Considerato in diritto
- Il ricorso è inammissibile perché fondato su motivi generici e manifestamente infondati.
- Va richiamata la costante giurisprudenza di questa Corte, secondo la quale l’ordine di demolizione delle opere abusive emesso con la sentenza penale passata in giudicato può essere revocato esclusivamente se risulta assolutamente incompatibile con atti amministrativi o giurisdizionali resi dalla autorità competente, e che abbiano conferito all’immobile altra destinazione o abbiano provveduto alla sua sanatoria (Sez. 3, 16 aprile 2002), mentre può essere sospeso solo quando sia ragionevolmente prevedibile, sulla base di elementi concreti, che, nel giro di brevissimo tempo, sia adottato dall’autorità amministrativa o giurisdizionale un provvedimento che si ponga in insanabile contrasto con il detto ordine di demolizione, non essendo invece sufficiente una mera possibilità del tutto ipotetica che si potrebbe verificare in un futuro lontano o comunque entro un tempo non prevedibile ed in particolare la semplice pendenza della procedura amministrativa o giurisdizionale, in difetto di ulteriori concomitanti elementi che consentano di fondare positivamente la valutazione prognostica (omissis); inoltre, costituisce principio consolidato quello secondo cui in tema di reati edilizi ai fini della revoca o sospensione dell’ordine di demolizione delle opere abusive in presenza di una istanza di condono o di sanatoria, il giudice dell’esecuzione investito della questione è tenuto ad una attenta disamina dei possibili esiti e tempi di definizione della procedura ed in particolare ad accertare il possibile risultato dell’istanza e se esistono cause ostative al suo accoglimento, e nel caso di insussistenza di tali cause a valutare i tempi di definizione del procedimento amministrativo e sospendere l’esecuzione solo in prospettiva di un rapido esaurimento dello stesso (omissis).

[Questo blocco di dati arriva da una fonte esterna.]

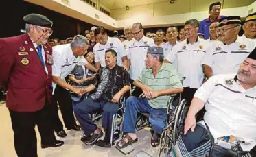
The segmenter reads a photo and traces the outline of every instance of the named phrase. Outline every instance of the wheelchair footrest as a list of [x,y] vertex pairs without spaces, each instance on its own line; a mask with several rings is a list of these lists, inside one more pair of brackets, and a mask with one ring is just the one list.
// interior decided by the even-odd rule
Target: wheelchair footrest
[[[118,143],[118,142],[117,142],[115,145],[117,145],[117,143]],[[120,151],[124,155],[129,154],[130,153],[131,153],[132,151],[135,150],[135,147],[133,147],[132,145],[130,145],[127,146],[126,147],[124,147],[122,149],[119,149],[117,147],[116,147],[116,145],[115,145],[115,147],[117,149],[117,150]]]

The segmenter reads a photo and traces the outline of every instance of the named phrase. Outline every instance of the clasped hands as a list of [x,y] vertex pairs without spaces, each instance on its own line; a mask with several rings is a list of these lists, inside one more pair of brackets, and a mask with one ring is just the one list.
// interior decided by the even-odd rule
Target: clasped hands
[[73,89],[73,92],[80,97],[88,93],[86,88],[84,88],[81,87],[74,87],[74,88]]
[[159,97],[157,91],[154,91],[152,88],[149,88],[146,85],[143,85],[141,87],[143,91],[142,97],[148,99],[154,99]]

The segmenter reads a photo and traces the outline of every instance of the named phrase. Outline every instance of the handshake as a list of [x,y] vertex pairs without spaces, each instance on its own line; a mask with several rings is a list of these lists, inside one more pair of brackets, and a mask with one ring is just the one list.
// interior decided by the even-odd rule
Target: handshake
[[73,86],[73,88],[72,89],[72,92],[77,94],[80,97],[81,97],[82,95],[89,92],[88,90],[86,90],[86,88],[75,87],[75,86]]

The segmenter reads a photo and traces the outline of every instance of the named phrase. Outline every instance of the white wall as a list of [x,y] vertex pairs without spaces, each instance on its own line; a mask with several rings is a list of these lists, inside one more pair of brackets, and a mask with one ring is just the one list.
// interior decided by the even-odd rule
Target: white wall
[[[222,10],[222,14],[246,17],[247,16],[247,9],[248,7],[223,9]],[[137,12],[130,19],[117,21],[117,27],[122,29],[135,22],[141,22],[146,27],[176,25],[183,24],[186,21],[191,19],[196,19],[200,21],[207,18],[208,14],[208,11],[203,11],[162,16],[149,16]]]

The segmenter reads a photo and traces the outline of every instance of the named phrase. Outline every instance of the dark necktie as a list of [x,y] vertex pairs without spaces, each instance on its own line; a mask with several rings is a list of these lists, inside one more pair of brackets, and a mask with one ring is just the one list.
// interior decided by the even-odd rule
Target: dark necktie
[[43,54],[42,54],[42,45],[38,45],[36,47],[37,53],[38,54],[40,60],[41,61],[43,69],[45,69],[45,62],[43,61]]

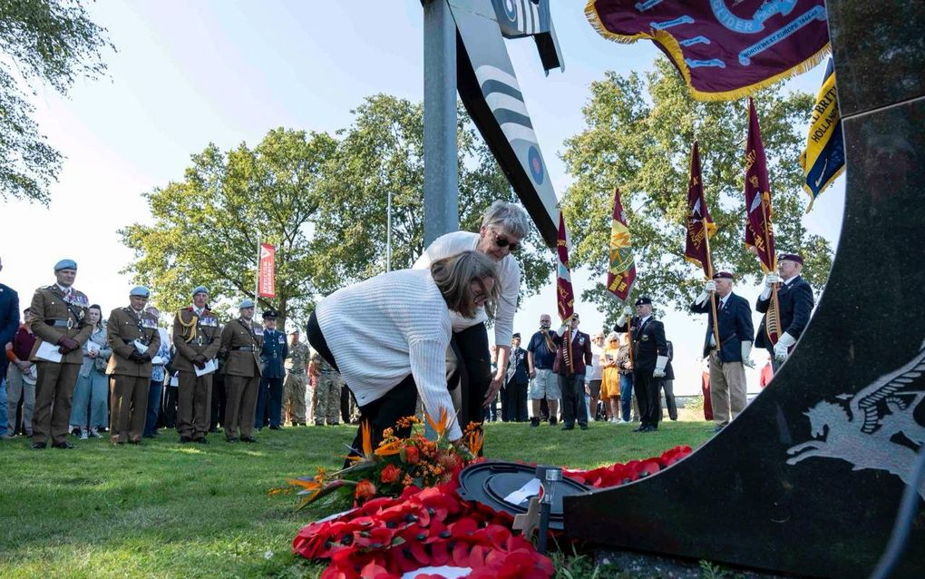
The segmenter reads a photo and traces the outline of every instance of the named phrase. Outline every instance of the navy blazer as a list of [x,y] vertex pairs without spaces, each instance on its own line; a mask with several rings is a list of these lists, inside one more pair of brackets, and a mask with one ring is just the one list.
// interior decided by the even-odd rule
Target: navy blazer
[[19,328],[19,296],[13,288],[0,283],[0,378],[6,377],[6,345],[13,341]]
[[[781,283],[780,289],[777,290],[777,303],[781,307],[781,334],[786,332],[794,338],[800,339],[803,330],[809,323],[809,316],[812,315],[812,307],[815,303],[809,283],[804,280],[803,276],[797,275],[789,284]],[[755,309],[765,316],[761,318],[761,325],[758,326],[758,335],[755,336],[755,345],[772,350],[774,346],[765,331],[765,320],[770,306],[771,296],[768,299],[761,299],[758,296]]]
[[[726,298],[725,308],[720,308],[720,295],[714,296],[716,300],[716,319],[720,326],[720,359],[723,362],[742,361],[742,343],[751,342],[755,335],[755,327],[751,321],[751,306],[748,300],[734,293]],[[713,336],[713,309],[709,301],[702,304],[691,304],[690,310],[694,313],[707,314],[707,337],[703,342],[703,357],[707,358],[712,349],[709,339]]]
[[[660,356],[668,356],[665,325],[649,316],[646,325],[639,327],[639,318],[629,321],[633,337],[633,363],[636,371],[653,371]],[[617,332],[626,332],[626,324],[615,326]]]

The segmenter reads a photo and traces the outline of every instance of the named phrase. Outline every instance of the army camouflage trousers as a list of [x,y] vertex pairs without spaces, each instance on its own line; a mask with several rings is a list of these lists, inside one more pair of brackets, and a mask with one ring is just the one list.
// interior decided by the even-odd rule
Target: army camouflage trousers
[[308,376],[304,373],[293,374],[286,372],[286,382],[283,383],[283,409],[285,420],[293,426],[305,424],[305,384]]
[[314,423],[322,426],[325,421],[328,424],[338,424],[340,422],[340,375],[326,374],[322,372],[318,375],[317,386],[314,388]]

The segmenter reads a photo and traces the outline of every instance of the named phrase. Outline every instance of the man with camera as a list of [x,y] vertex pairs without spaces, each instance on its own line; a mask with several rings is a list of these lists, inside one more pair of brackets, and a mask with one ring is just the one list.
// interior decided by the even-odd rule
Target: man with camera
[[533,408],[533,418],[530,426],[539,426],[540,400],[546,397],[549,405],[549,424],[555,426],[559,411],[559,399],[561,393],[559,389],[559,378],[553,373],[552,366],[556,362],[556,344],[552,341],[552,318],[549,314],[539,317],[539,331],[530,338],[526,346],[526,361],[530,372],[530,405]]

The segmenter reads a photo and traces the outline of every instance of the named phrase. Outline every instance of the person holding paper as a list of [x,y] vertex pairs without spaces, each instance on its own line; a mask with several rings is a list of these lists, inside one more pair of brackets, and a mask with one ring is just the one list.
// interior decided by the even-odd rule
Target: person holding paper
[[148,410],[151,359],[157,355],[161,334],[157,318],[144,311],[151,292],[141,285],[129,292],[129,307],[109,314],[106,339],[113,355],[107,373],[112,376],[112,429],[114,445],[142,444]]
[[177,430],[181,443],[206,444],[212,412],[212,374],[217,364],[221,330],[206,302],[209,292],[202,285],[192,290],[192,305],[174,316],[173,336],[179,372],[177,393]]
[[[239,306],[240,316],[222,330],[219,351],[225,360],[225,440],[257,442],[253,437],[253,417],[257,390],[262,375],[260,350],[264,345],[263,328],[253,321],[253,301],[245,299]],[[239,431],[240,437],[239,438]]]
[[77,263],[62,259],[55,264],[55,283],[40,287],[29,307],[29,325],[38,337],[30,359],[35,362],[35,409],[32,413],[32,448],[48,445],[73,448],[68,442],[71,396],[83,361],[80,347],[93,327],[89,323],[86,295],[74,289]]

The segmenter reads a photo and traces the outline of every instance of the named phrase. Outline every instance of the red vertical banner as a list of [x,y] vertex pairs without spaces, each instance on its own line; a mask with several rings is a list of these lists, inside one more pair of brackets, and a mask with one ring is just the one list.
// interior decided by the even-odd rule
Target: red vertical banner
[[777,271],[774,251],[773,212],[771,207],[771,183],[768,161],[761,142],[755,103],[748,99],[748,140],[746,143],[746,245],[751,247],[765,273]]
[[620,199],[620,189],[613,188],[613,215],[610,224],[610,265],[607,269],[607,291],[622,302],[626,301],[635,282],[635,260],[630,243],[630,229]]
[[260,244],[260,262],[257,264],[257,296],[277,296],[277,248]]
[[572,271],[569,270],[569,241],[565,233],[565,217],[559,212],[559,241],[556,244],[558,267],[556,269],[556,305],[559,317],[564,321],[575,310],[575,294],[572,289]]

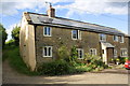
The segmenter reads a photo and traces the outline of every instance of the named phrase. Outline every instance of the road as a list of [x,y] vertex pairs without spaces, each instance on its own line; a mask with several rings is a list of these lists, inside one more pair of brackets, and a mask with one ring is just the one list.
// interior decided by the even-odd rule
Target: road
[[62,76],[27,76],[3,62],[3,84],[128,84],[123,73],[82,73]]

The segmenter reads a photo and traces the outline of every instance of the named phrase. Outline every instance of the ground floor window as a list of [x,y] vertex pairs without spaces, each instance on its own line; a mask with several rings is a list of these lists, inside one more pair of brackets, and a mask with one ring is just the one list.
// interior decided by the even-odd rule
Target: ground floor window
[[52,46],[43,46],[43,57],[52,57]]
[[117,57],[117,49],[114,49],[114,57]]
[[82,59],[83,58],[83,49],[82,48],[77,48],[77,53],[78,53],[78,58]]
[[96,55],[96,49],[95,48],[90,48],[90,55]]
[[120,49],[120,56],[121,56],[121,57],[127,57],[127,56],[128,56],[128,51],[127,51],[127,48],[121,48],[121,49]]

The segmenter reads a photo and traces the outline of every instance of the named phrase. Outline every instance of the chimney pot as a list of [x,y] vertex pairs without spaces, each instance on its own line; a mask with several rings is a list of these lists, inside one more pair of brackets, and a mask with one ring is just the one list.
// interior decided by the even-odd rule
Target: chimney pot
[[50,5],[47,14],[49,17],[55,17],[55,9],[53,9],[52,5]]

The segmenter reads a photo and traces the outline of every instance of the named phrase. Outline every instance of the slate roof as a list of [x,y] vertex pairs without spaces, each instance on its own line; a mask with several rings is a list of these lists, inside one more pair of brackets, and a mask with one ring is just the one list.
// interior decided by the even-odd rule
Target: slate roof
[[62,17],[49,17],[44,14],[37,14],[37,13],[30,13],[30,12],[26,12],[24,14],[28,23],[34,25],[48,25],[48,26],[64,27],[64,28],[66,27],[66,28],[73,28],[73,29],[94,31],[99,33],[125,35],[125,33],[118,31],[115,28],[109,28],[109,27],[100,26],[95,24],[83,23],[83,22],[78,22],[78,20],[73,20],[73,19],[67,19]]
[[101,42],[102,45],[104,45],[105,47],[115,47],[114,45],[112,45],[108,42]]

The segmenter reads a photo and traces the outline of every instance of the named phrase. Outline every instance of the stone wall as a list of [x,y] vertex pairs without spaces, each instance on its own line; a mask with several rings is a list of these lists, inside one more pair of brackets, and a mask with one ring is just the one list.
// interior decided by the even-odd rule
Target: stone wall
[[[128,48],[128,38],[125,38],[125,43],[114,42],[113,35],[107,34],[106,41],[115,45],[120,56],[120,48]],[[52,37],[43,37],[43,26],[36,27],[36,58],[37,62],[47,62],[57,58],[57,49],[62,46],[66,46],[70,52],[74,45],[77,48],[82,48],[84,54],[89,53],[89,48],[96,48],[96,54],[102,56],[101,44],[99,40],[99,33],[81,31],[81,40],[72,39],[72,29],[52,27]],[[42,57],[42,47],[53,46],[53,57]]]

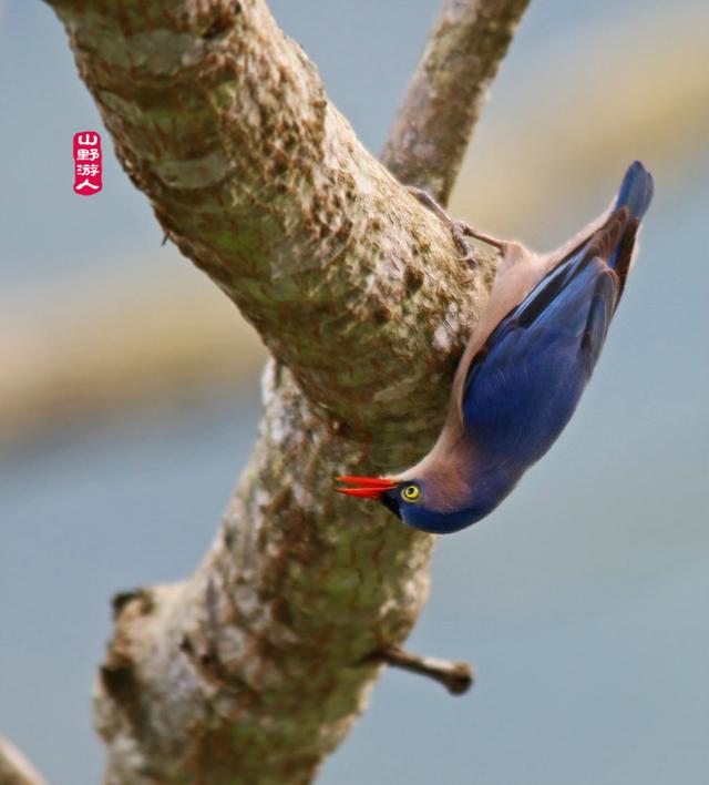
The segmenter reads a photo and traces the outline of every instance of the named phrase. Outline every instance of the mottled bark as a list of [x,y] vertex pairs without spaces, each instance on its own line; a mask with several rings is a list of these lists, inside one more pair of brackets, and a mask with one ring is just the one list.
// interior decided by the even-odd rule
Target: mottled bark
[[2,785],[47,785],[44,777],[37,768],[1,734],[0,783]]
[[119,160],[275,358],[205,561],[115,600],[95,699],[106,779],[310,782],[364,705],[372,654],[411,629],[432,543],[331,477],[430,446],[484,276],[263,0],[50,4]]
[[383,162],[399,180],[451,194],[470,136],[530,0],[444,0]]

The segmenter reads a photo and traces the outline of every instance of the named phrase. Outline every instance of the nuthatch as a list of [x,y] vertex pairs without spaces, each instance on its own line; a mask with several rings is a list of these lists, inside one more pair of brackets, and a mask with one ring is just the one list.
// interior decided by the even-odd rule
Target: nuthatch
[[[630,165],[610,207],[557,251],[535,254],[461,223],[502,256],[455,374],[433,449],[387,477],[338,477],[404,523],[446,533],[492,512],[569,421],[606,339],[636,255],[653,177]],[[432,202],[432,200],[429,200]]]

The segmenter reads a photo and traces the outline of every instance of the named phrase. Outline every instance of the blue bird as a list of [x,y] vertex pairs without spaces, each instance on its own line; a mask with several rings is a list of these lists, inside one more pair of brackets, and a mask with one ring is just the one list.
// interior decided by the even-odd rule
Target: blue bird
[[407,471],[338,477],[354,487],[337,490],[377,499],[404,523],[438,534],[492,512],[574,414],[623,295],[653,191],[651,175],[636,161],[610,207],[547,254],[454,224],[497,247],[502,259],[441,435]]

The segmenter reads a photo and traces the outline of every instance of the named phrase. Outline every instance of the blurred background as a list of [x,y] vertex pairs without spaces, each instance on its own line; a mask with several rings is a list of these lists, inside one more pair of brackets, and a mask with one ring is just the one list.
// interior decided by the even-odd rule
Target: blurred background
[[[273,0],[379,151],[434,0]],[[532,0],[452,212],[545,248],[640,157],[657,197],[604,357],[559,442],[442,538],[410,648],[474,662],[453,699],[388,672],[325,785],[709,782],[709,3]],[[259,415],[264,353],[169,245],[42,3],[0,0],[0,732],[97,782],[109,598],[188,574]],[[392,523],[393,524],[393,523]]]

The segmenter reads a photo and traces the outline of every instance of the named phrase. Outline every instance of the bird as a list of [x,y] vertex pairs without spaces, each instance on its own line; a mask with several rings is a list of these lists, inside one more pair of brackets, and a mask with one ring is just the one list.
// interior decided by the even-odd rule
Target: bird
[[408,526],[435,534],[490,514],[571,420],[623,296],[654,188],[635,161],[610,206],[545,254],[454,222],[415,192],[456,239],[464,234],[496,247],[500,265],[431,451],[399,473],[337,477],[336,490],[377,500]]

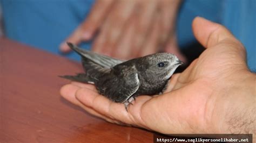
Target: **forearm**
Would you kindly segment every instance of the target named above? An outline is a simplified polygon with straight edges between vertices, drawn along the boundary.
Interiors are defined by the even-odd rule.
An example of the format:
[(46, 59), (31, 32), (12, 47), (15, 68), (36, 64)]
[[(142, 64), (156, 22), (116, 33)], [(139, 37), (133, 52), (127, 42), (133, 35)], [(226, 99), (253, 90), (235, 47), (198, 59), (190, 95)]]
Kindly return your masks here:
[[(256, 135), (256, 75), (246, 72), (240, 74), (240, 79), (236, 82), (228, 92), (233, 97), (232, 108), (227, 110), (224, 123), (228, 133), (253, 134)], [(225, 105), (224, 105), (225, 106)]]

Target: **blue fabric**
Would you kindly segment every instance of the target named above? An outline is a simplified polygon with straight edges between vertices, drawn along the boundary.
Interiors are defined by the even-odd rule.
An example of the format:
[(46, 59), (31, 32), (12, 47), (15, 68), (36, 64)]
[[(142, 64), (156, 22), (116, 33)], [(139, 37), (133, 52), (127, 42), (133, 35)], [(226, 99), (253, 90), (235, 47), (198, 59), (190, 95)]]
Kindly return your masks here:
[[(6, 36), (55, 54), (59, 44), (83, 22), (93, 0), (0, 0)], [(199, 16), (226, 26), (246, 48), (248, 65), (256, 69), (256, 1), (185, 0), (177, 20), (179, 45), (196, 42), (191, 29)], [(83, 46), (90, 48), (90, 44)], [(66, 55), (79, 60), (73, 52)]]
[[(59, 44), (84, 20), (94, 1), (2, 0), (1, 2), (7, 37), (60, 54)], [(90, 44), (83, 47), (89, 49)], [(80, 60), (75, 52), (65, 56)]]
[(245, 47), (247, 64), (256, 72), (256, 1), (226, 0), (223, 25)]

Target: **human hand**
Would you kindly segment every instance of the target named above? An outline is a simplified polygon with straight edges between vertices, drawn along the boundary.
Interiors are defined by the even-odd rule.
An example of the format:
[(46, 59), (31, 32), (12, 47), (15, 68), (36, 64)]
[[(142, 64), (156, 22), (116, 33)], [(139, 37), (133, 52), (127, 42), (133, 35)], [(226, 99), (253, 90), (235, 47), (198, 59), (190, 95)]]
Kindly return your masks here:
[[(96, 37), (93, 51), (123, 59), (159, 52), (168, 38), (176, 40), (175, 20), (180, 2), (97, 1), (86, 19), (66, 41), (77, 45)], [(64, 43), (60, 51), (70, 51)]]
[(163, 133), (255, 134), (256, 76), (248, 69), (242, 45), (223, 26), (197, 17), (192, 28), (206, 49), (165, 93), (140, 96), (126, 112), (92, 85), (72, 82), (60, 94), (109, 122)]

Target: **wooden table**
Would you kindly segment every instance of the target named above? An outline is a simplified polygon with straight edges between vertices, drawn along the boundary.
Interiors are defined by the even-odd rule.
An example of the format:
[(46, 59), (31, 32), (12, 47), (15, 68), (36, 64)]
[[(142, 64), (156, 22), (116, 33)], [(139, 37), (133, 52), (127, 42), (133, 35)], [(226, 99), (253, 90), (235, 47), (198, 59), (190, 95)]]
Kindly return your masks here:
[(153, 133), (108, 123), (63, 98), (57, 76), (78, 62), (0, 38), (0, 142), (152, 142)]

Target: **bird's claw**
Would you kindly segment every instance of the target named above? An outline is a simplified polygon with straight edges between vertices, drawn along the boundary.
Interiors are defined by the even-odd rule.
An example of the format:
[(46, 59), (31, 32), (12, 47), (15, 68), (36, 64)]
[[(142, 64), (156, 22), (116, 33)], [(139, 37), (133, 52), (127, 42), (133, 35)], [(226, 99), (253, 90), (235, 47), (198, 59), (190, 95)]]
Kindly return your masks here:
[(128, 112), (128, 106), (130, 104), (132, 104), (133, 105), (133, 104), (132, 104), (132, 102), (135, 101), (135, 97), (133, 96), (131, 97), (128, 100), (127, 100), (125, 103), (124, 103), (124, 106), (125, 107), (125, 110), (126, 110), (127, 112)]

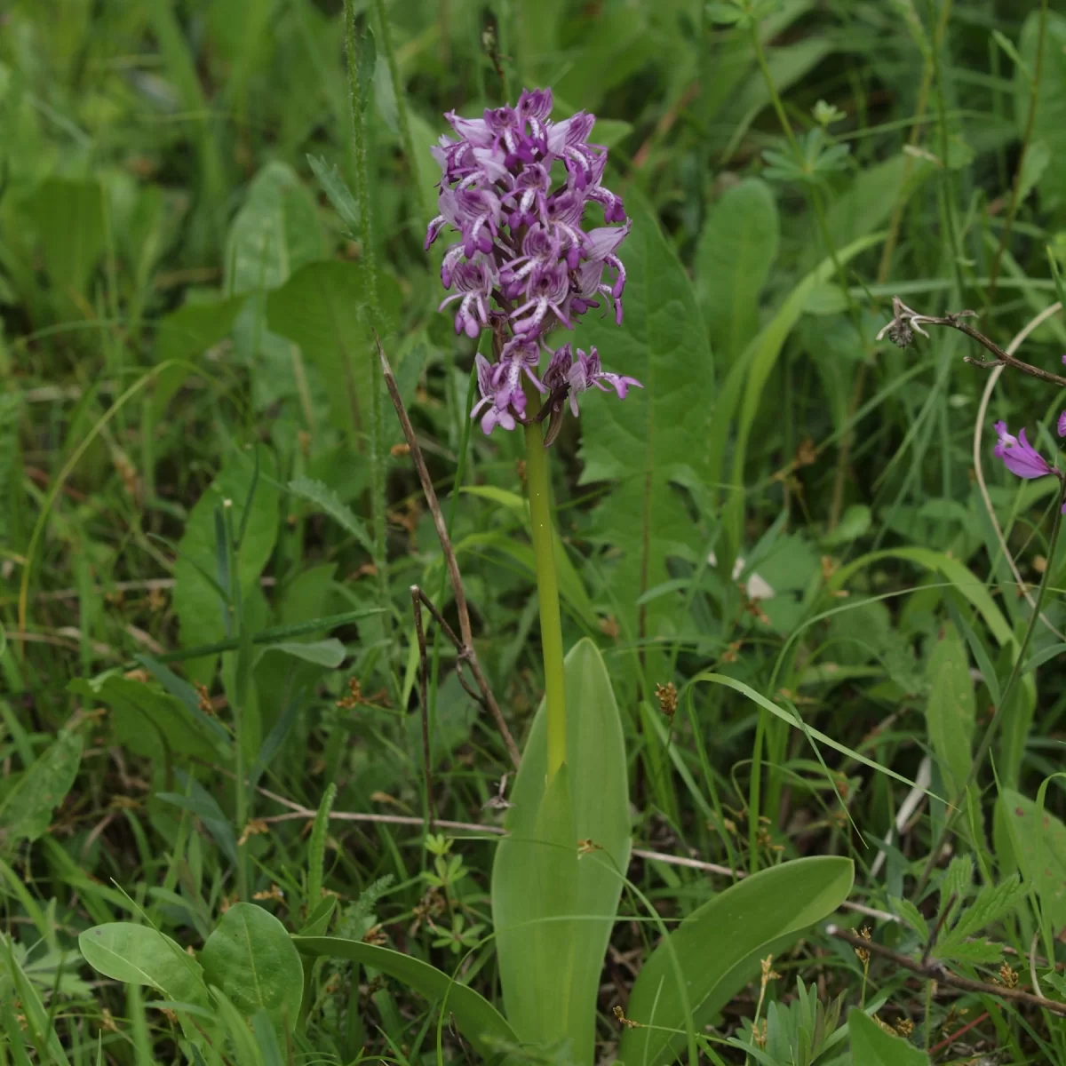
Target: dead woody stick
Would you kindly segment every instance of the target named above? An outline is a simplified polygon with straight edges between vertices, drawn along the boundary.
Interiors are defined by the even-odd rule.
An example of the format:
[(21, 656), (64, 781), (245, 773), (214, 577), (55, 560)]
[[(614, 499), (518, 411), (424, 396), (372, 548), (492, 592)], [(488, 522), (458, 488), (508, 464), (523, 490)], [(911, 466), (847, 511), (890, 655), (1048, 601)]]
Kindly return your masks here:
[[(385, 386), (389, 390), (389, 398), (392, 400), (392, 406), (395, 408), (397, 417), (400, 419), (400, 425), (403, 427), (403, 435), (406, 437), (407, 445), (410, 448), (410, 457), (415, 464), (415, 470), (418, 472), (418, 480), (422, 484), (422, 492), (425, 496), (425, 502), (430, 507), (430, 514), (433, 515), (433, 524), (437, 530), (437, 539), (440, 542), (441, 551), (445, 553), (445, 565), (448, 567), (448, 577), (452, 585), (452, 596), (455, 599), (455, 611), (459, 618), (458, 639), (456, 640), (455, 633), (449, 627), (445, 626), (443, 628), (446, 635), (448, 635), (449, 640), (451, 640), (455, 645), (455, 651), (458, 657), (459, 680), (463, 680), (462, 667), (465, 664), (469, 667), (470, 673), (473, 675), (474, 682), (478, 685), (479, 696), (482, 702), (488, 708), (489, 714), (492, 715), (492, 720), (496, 722), (496, 727), (500, 730), (500, 736), (503, 738), (503, 743), (506, 745), (507, 753), (511, 756), (511, 761), (517, 769), (520, 761), (518, 745), (515, 744), (515, 739), (511, 736), (511, 730), (507, 728), (506, 722), (503, 721), (503, 714), (500, 711), (500, 706), (497, 704), (496, 697), (492, 695), (492, 691), (488, 687), (488, 681), (486, 680), (485, 674), (481, 668), (481, 663), (478, 660), (478, 652), (473, 646), (473, 634), (470, 630), (470, 612), (467, 610), (466, 593), (463, 591), (463, 578), (459, 575), (459, 566), (455, 560), (455, 550), (452, 548), (451, 537), (448, 535), (448, 527), (445, 523), (445, 516), (441, 513), (440, 504), (437, 501), (437, 492), (433, 487), (433, 481), (430, 478), (430, 471), (425, 466), (425, 459), (422, 457), (422, 450), (419, 448), (418, 439), (415, 437), (415, 429), (410, 424), (410, 419), (407, 417), (407, 410), (403, 405), (403, 400), (400, 399), (400, 390), (397, 388), (395, 378), (392, 376), (392, 368), (389, 366), (389, 360), (385, 355), (384, 349), (382, 348), (381, 339), (376, 336), (376, 334), (374, 339), (377, 342), (378, 358), (382, 360), (382, 374), (385, 377)], [(438, 624), (443, 621), (440, 612), (433, 607), (424, 593), (420, 591), (418, 598), (425, 604)]]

Facendo buon governo di tali principi il Giudice dell’esecuzione, procedendo previamente alla audizione del responsabile dell’ufficio dei lavori pubblici e dell’urbanistica del Comune di Massa Lubrense, ha correttamente disatteso le doglianze difensive qui riproposte, rimarcando che non era stato emesso alcun provvedimento di sanatoria né erano pendenti procedimenti di sanatoria.
Il ricorrente, peraltro, neppure si confronta con le argomentazioni del Giudice dell’esecuzione riproponendo le stesse censure già ritenute infondate e dilungandosi in considerazioni in punto di fatto, che non possono trovare ingresso nel giudizio di legittimità, non essendo demandato alla Corte di cassazione un riesame critico delle risultanze istruttorie.
3.Tenuto conto della sentenza 13 giugno 2000, n. 186, della Corte costituzionale e rilevato che, nella fattispecie, non sussistono elementi per ritenere che «la parte abbia proposto il ricorso senza versare in colpa nella determinazione della causa di inammissibilità», alla declaratoria dell’inammissibilità medesima consegue, a norma dell’art. 616 cod. proc. pen., l’onere delle spese del procedimento nonché quello del versamento della somma, in favore della Cassa delle ammende, equitativamente fissata in € 3.000.
P.Q.M
Dichiara inammissibile il ricorso e condanna il ricorrente al pagamento delle spese processuali e della somma di euro tremila in favore della Cassa delle ammende.